それでも、両親のする事に余計なことは考えないように、思わないようにするというのは……例え慣れていても、出来なくなる時がある。

両親の他に、あたしを苛むものがいる時。


自分の部屋に戻ろうと廊下に出ると、その元凶があたしを待っていた。

蜂蜜色の瞳が、じっとこちらを見つめている。

その視線から目を逸らし、彼の前をさっさと通り過ぎた。


彼を檻から出してしまったあの日から、三週間ほどが経った。

彼が常にあたしの傍にいる事には慣れてきたし、必要以上に話さないようにしてる。

そうしないと疲れるし、無駄な事は出来るだけ避けたいから。


でも……今は、何もかも不安定。

苛立ってるし、考え事が落ち着かない。

それを安定させるには頭も心も空っぽにして、無になる事が一番だというのは分かってるのに。

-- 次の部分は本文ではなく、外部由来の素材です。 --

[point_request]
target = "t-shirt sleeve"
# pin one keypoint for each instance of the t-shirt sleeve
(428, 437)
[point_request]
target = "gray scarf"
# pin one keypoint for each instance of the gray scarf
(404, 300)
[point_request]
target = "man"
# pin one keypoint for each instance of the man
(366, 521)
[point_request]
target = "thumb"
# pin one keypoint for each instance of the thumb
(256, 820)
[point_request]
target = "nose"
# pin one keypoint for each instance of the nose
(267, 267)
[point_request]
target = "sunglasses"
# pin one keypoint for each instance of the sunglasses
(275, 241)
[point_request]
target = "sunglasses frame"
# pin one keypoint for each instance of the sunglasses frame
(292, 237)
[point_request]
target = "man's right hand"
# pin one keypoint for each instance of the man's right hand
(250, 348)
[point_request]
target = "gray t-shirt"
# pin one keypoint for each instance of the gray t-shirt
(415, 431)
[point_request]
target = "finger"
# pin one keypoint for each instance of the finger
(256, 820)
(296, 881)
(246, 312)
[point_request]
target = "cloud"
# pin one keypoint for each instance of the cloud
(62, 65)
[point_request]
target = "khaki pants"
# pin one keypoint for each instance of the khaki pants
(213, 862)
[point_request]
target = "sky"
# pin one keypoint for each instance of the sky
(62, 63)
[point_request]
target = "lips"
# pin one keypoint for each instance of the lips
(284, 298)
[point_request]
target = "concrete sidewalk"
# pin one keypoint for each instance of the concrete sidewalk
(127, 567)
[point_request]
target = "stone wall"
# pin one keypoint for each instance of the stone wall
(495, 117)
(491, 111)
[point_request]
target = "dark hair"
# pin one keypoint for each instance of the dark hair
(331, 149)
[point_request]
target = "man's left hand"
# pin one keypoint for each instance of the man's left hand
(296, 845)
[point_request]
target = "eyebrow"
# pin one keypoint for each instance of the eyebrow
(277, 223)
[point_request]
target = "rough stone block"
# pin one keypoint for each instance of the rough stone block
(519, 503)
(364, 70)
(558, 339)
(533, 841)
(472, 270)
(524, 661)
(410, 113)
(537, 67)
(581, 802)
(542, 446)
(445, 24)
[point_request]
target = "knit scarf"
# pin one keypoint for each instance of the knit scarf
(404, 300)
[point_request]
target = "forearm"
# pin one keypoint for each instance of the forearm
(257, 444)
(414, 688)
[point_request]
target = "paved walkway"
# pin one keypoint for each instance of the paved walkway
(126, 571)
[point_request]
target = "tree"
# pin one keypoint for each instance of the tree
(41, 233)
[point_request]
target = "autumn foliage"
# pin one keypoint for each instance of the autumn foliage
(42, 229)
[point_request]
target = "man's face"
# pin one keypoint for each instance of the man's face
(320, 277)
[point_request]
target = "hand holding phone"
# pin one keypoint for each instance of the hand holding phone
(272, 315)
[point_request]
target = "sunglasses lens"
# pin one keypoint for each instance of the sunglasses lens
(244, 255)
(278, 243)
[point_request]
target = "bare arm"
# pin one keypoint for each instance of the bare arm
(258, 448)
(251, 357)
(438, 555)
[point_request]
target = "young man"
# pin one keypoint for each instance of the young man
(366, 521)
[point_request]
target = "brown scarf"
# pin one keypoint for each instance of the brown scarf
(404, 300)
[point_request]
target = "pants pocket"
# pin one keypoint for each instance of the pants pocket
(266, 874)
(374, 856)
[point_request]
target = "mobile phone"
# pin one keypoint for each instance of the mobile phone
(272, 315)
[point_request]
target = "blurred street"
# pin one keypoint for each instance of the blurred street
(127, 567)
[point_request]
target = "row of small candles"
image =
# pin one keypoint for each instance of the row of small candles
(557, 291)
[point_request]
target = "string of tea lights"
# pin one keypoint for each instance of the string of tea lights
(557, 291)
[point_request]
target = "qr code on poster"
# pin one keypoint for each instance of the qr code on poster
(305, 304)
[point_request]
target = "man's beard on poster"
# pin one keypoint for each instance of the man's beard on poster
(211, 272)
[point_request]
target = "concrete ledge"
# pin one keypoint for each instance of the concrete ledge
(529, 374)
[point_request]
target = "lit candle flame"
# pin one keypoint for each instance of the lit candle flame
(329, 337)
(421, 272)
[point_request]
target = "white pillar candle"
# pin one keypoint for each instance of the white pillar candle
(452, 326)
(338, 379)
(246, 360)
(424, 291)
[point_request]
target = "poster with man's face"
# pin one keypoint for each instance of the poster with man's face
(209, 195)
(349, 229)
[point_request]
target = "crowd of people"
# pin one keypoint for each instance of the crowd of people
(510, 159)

それが出来ない自分自身に対して、とてつもなく腹立たしい。


「っ……、はぁ…っ」


息苦しい……。

制服の襟は絞まってないのに、おまけに目眩までしてきた。

呼吸が異常なほど早いのは階段を上ってるせいじゃない。

原因は分かってる。


「はっ……」


自分の部屋に着いて襖を開けた途端、思わず膝をついてしまった。

次の瞬間、あたしの身体を支えようと長い腕が差し出される。

それをすかさず払い除けた。

何故か悲痛な表情を浮かべる彼に対して、何の感情も浮かばない。

それどころじゃ、ない。


「放って、おいてっ…!」

「ですが……」

「──…はぁっ、……っ」


呼吸を乱した身体は、それを整えようとしているのに。

そうすると胸が苦しくなって、だけど呼吸をするのは止められなくて。

……その悪循環。


苦しくて身を守るように丸くなって寝そべるあたしを、真上から見下ろす彼の顔が、目眩がするせいでぼやけていく。

突然、ふわりと身体が浮いた。

あたしの身体を抱き上げる彼に、抵抗らしい抵抗は、もはや出来るはずもなく。

目の前があっという間に黒に支配されていって。


「由羅様っ……!」


あたしは気絶するように、眠りに落ちた。